Cobb, a former actress and theatrical producer, died at a nursing home in Lebanon, N.H.
She was appearing with Tallulah Bankhead in a touring production of “Private Lives” when Wallace, then a relatively young newsman, interviewed her in 1949.
“She was an actress and a bit of a glamorous figure to me,” Wallace later said.
They soon married and launched the “Mike and Buff” show on CBS. They also roamed New York City to co-host “All Around Town,” an interview program that aired in 1951 and 1952.
“Mike and Buff” mixed light themes and more serious issues with the couple’s bickering. “Smarten up, Buff!” was one of Wallace’s catchphrases on the show.
“We overdid the personal exchanges,” Cobb said, according to the 1985 book “Whatever Became Of?”
CBS canceled the show in 1953, and their marriage ended two years later.
She was born Patrizia Cobb Chapman in Florence, Italy, where her father, opera singer Frank Chapman, was studying voice.
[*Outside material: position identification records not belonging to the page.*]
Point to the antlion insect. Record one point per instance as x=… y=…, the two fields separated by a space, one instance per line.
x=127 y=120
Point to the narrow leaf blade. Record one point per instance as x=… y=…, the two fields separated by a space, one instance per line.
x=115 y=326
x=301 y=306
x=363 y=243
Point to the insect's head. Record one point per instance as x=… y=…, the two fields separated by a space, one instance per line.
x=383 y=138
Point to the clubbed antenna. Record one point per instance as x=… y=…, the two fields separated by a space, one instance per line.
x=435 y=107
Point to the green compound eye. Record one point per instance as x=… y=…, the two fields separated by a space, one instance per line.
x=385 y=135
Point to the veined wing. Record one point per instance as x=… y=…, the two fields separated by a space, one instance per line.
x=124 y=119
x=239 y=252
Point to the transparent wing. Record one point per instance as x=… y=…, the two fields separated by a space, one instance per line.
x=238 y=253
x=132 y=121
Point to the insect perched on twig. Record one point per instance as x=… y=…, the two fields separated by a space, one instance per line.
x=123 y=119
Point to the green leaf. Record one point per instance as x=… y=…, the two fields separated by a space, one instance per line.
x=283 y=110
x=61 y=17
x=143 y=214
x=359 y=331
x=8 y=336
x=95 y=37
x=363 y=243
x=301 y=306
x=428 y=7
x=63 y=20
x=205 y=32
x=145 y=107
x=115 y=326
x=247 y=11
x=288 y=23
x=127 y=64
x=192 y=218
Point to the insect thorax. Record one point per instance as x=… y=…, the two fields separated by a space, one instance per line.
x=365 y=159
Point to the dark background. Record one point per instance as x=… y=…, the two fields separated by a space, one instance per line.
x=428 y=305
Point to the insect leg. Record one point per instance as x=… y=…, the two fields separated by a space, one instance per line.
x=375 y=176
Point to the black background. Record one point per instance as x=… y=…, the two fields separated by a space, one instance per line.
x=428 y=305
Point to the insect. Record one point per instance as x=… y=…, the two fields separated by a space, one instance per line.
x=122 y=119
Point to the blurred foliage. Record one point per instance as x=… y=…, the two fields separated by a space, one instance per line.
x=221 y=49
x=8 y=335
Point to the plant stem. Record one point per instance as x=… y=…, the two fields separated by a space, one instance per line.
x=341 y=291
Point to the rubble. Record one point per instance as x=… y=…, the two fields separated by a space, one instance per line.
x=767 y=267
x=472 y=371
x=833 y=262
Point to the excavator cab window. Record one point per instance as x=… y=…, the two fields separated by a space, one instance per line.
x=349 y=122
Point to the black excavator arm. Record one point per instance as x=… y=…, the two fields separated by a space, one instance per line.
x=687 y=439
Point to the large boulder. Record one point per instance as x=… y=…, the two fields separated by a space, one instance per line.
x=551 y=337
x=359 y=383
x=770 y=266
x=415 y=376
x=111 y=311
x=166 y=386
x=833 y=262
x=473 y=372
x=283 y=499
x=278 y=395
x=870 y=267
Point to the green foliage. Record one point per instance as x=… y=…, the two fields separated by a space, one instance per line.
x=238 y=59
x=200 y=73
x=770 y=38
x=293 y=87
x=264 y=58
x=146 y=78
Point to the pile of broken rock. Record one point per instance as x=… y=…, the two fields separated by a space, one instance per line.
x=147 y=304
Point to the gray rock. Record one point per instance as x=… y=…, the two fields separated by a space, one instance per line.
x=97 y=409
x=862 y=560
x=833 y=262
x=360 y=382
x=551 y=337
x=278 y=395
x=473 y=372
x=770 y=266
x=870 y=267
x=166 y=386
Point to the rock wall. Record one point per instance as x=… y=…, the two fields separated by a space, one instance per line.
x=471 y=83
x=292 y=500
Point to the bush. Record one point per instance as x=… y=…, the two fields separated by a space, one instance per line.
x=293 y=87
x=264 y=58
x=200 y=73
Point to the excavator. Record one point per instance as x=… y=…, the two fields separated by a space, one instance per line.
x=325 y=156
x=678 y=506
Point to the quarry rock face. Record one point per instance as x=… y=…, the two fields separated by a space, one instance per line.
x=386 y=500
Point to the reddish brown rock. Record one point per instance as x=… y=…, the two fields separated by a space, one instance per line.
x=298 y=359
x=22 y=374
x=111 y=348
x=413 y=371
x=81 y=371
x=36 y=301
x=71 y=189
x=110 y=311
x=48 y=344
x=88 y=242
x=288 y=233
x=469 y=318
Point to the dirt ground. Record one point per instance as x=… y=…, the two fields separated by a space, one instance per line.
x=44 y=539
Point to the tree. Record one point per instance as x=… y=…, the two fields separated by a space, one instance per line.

Many references give her birth date as Oct. 19, 1928. But when she immigrated to the United States in 1929, her birth year was listed as 1926.
When her parents divorced, she was raised by her mother, Elisabeth Cobb, a writer who was the daughter of author and humorist Irvin S. Cobb.
After growing up mainly in New York and Santa Monica, she adopted Buff Cobb as a stage name.
Signed to a contract at 20th Century Fox, she played one of Rex Harrison’s wives in the 1946 film “Anna and the King of Siam.”
She had two brief early marriages, to Hollywood entertainment attorney Gregson Bautzer and actor William Eythe, a fellow contract player at Fox who introduced her to Bankhead, which led to Cobb being cast in “Private Lives.”
From 1953 to 1955, she was a panelist on the TV quiz show “Masquerade Party,” which involved identifying celebrities who were disguised with elaborate makeup.
“Cobb is very intense about everything,” the New York Times said in a 1955 review of the program.
She turned to stage producing and received a Tony nomination for the first play she produced on Broadway, the 1963 revival “Too True to Be Good,” which starred Lillian Gish.
In 1967 in her Manhattan apartment, Cobb married her fourth husband, H. Spencer Martin, a real estate developer. He died at 68 in 1987.
She is survived by her brother, Tom Brody.